Sadece bu verilerle analiz yaparsak olayların yaygınlığı ve şiddeti
ile olayların gerekçeleri arasında çok sıkı bir bağ olmadığını
düşünebiliriz. Yani herhangi biri şunu söyleyebilir: “İlk kez mi
zam yapılıyor orada?” Zaten meseleyi Fransa sınırları dışına
taşıyan şey de bu! Evet, ilk kez zam yapılmıyor ve evet,
protestolar da “sadece zamlara” yönelik değil!

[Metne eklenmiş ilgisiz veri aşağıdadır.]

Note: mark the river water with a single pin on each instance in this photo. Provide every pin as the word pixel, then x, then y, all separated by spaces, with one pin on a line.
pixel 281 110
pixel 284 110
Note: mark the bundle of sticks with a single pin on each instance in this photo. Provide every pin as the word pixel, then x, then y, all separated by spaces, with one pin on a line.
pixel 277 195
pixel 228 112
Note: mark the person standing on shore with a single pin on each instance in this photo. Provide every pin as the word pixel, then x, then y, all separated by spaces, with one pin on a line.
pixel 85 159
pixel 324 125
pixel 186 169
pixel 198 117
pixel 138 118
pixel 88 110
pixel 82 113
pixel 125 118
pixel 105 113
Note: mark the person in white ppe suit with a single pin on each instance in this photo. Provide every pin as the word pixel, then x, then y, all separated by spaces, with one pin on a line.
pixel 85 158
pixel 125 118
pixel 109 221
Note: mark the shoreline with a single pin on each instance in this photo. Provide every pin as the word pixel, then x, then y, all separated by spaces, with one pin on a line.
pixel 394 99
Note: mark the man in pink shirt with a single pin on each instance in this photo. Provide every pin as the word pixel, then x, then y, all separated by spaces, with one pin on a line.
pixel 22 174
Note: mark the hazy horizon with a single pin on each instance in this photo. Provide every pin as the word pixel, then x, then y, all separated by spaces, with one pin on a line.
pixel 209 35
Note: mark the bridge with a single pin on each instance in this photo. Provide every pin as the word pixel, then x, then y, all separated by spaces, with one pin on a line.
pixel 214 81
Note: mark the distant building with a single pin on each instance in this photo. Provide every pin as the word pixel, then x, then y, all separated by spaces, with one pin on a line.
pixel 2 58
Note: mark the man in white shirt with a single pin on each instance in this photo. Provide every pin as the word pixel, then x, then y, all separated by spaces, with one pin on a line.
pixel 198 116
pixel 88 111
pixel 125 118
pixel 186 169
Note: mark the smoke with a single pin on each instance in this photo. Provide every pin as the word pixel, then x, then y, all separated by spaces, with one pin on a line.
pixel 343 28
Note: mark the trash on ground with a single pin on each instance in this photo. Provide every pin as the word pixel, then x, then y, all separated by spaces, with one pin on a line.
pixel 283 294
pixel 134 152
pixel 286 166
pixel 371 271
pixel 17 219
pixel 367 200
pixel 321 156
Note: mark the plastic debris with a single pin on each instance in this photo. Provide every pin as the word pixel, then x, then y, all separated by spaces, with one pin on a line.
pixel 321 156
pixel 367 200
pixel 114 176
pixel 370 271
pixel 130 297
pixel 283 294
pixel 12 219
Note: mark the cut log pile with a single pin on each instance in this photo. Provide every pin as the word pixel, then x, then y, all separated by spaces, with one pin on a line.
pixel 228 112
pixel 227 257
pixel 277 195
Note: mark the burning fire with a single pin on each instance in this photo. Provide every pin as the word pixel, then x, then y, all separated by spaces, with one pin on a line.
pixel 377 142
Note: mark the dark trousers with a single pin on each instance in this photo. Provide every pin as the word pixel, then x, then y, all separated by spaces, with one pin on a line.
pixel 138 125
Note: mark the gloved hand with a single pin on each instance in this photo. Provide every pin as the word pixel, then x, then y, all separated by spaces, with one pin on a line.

Aslında yaşanan şeyler, dünyanın pek çok bölgesinde ortaya çıkan ve
hızla yayılan “örgütsüz ve politik hedefsiz” protestolardan sadece
biri. İnsanlar bir şekilde öfkeleniyorlar ve protestolar başlamış
oluyor. Ancak konsantre olmamız gereken yer “kamuoyu”. Yani 300 bin
kişi sokaklarda mücadele ederken Fransız halkının nerdeyse tamamı
da protestoları destekliyorsa demek ki ortada görünenden daha büyük
bir sorun var! O sorunun adı da “neo-liberal politikalar ve
yarattığı hayal kırıklığı!”
KÜRESEL RAHATSIZLIK
Gerçekten, özellikle gelişmiş Avrupa ülkeleri kaynıyor. Zira İkinci
Dünya Savaşı sonrasında hızla artan refahın aksine, soğuk savaşın
bitmesiyle beraber insanlar hızla fakirleşmeye, emekçiler haklarını
kaybetmeye ama daha önemlisi sıradan insanlar geleceğe dair
umutlarını yitirmeye başladılar. Bu yüzden nerede bir kıvılcım olsa
bir and...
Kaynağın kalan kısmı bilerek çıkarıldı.